Pillar 2: Flexible Funding for Social Needs
The second pillar emphasizes the allocation of flexible funding for SDoH investments within Medicaid. This involves providing states with guidance on the use of lieu of services and settings (ILOS) to enable managed Medicaid programs to offer optional alternatives to state-plan covered services.
The playbook provides a recap of HCPCS code G0136, which provides reimbursement for SDoH risk assessment. Furthermore, the funding expansion aims to bolster grant eligibility and enhance nutrition support programs such as the Supplemental Nutrition Assistance Program (SNAP), Women, Infants, & Children (WIC), and school-based meals.
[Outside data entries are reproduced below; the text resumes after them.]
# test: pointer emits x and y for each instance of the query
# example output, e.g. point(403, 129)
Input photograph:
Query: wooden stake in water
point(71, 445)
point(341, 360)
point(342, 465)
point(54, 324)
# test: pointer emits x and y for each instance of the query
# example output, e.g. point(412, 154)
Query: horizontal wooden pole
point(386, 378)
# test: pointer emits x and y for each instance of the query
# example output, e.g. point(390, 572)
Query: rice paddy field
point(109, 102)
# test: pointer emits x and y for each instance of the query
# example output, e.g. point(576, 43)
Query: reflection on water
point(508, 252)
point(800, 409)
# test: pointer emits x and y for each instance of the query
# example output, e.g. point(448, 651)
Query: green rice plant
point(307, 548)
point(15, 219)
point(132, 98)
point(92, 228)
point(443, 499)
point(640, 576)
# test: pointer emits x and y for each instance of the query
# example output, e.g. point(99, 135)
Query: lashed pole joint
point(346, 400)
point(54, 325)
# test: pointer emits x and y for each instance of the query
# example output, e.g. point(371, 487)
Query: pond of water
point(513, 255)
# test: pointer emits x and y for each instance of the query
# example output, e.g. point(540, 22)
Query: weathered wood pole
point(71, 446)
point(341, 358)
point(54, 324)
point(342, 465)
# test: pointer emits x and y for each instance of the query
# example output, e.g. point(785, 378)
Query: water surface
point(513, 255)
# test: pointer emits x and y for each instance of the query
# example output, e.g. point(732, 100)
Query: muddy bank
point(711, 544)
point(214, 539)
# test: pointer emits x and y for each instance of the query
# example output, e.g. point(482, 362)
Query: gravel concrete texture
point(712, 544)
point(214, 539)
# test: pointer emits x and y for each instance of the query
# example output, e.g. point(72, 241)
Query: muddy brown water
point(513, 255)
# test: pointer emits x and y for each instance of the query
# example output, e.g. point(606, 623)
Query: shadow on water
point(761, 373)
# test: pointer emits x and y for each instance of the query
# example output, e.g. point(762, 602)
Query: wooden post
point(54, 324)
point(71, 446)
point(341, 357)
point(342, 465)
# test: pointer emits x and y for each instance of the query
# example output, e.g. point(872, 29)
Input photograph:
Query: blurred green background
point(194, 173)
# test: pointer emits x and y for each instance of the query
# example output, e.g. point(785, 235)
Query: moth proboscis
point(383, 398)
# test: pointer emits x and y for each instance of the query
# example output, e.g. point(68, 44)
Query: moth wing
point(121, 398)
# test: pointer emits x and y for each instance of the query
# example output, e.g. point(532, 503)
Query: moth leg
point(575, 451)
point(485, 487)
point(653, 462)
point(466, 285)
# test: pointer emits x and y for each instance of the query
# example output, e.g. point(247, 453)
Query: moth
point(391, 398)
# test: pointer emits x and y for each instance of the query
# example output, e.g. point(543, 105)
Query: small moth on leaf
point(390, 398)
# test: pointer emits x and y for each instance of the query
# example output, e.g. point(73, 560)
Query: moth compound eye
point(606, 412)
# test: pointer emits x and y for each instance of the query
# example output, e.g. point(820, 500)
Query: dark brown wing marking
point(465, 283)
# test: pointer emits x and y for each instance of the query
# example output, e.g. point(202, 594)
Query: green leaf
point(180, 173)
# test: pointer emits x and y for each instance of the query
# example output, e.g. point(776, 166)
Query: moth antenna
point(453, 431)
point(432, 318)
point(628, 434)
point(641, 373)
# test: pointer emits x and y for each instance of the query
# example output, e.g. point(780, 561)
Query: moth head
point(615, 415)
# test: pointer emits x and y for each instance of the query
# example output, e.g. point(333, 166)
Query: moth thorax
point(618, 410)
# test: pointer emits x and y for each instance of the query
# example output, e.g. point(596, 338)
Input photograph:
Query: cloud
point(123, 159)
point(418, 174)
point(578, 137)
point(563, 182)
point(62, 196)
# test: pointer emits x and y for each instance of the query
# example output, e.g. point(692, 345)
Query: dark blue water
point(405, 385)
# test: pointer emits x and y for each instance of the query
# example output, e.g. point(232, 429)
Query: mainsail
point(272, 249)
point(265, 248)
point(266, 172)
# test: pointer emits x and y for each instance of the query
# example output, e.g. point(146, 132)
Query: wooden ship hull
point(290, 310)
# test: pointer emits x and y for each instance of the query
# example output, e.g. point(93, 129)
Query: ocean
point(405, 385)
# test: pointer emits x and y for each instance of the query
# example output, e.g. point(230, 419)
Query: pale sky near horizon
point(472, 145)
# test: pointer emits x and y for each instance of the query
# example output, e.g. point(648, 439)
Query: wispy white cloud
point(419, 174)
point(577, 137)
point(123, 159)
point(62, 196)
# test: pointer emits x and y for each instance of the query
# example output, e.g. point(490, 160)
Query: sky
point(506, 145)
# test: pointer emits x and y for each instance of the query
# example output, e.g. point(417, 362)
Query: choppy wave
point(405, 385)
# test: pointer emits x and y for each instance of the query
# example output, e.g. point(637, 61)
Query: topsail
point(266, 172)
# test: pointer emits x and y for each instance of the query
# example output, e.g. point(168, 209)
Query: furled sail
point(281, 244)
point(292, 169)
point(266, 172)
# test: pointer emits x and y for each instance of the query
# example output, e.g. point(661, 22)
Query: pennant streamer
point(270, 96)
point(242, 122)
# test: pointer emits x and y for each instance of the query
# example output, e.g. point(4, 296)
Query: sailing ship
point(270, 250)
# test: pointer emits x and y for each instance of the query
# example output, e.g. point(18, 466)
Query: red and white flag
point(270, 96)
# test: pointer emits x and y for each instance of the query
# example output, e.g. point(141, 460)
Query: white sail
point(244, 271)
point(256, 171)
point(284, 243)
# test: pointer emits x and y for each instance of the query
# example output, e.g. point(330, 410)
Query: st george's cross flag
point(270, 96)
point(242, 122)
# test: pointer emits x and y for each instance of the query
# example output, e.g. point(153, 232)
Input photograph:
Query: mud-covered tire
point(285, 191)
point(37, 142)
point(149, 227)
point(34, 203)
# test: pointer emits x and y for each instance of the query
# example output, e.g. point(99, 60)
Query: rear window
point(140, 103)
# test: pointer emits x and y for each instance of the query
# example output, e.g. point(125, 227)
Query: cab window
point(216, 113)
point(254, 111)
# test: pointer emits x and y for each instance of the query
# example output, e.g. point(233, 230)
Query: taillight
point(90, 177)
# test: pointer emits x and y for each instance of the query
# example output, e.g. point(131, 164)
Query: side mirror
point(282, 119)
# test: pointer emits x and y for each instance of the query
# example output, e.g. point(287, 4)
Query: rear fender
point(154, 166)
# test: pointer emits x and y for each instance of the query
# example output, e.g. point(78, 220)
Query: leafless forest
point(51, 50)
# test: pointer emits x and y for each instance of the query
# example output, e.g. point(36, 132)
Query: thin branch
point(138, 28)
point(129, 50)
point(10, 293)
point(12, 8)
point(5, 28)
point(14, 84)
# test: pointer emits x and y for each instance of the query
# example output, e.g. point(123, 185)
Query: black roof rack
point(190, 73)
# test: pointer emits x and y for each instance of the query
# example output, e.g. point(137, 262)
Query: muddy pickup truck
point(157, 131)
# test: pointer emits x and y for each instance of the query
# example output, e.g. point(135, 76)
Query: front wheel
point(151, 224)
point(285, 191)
Pillar 3: Backbone Organizations
The third pillar focuses on backbone organizations, which act as facilitators managing community-based partnerships across sectors like healthcare, social services, public health, and economic development. The playbook emphasizes training and technical assistance for community care hubs through the National Learning Community.
It also proposes new funding opportunities for growth and expansion, with a specific emphasis on supporting families, early childhood support, and at-risk neighborhoods. Additionally, it expresses a keen interest in enhancing legal services for patients at health centers and advocates for greater attention to environmental justice needs impacting health outcomes.
From a review of the playbook, it is clear that some of these projects have already been started, while others are still yet to be fleshed out for funding allocation; the question remains regarding how this will trickle down to healthcare organizations and communities. As of today, the message focuses on the importance of collecting meaningful SDoH data at both the patient level and macro levels, across agency sectors, for community impact, with intentions for future growth.
Healthcare funding and efforts will continue to focus on expanding healthcare coverage in non-traditional settings, such as street medicine, and bringing non-typical services into the health sector, such as housing assistance, meal delivery, and legal support services. The playbook concludes with an envisioned future “where health and social circumstances can be addressed holistically and equitably.”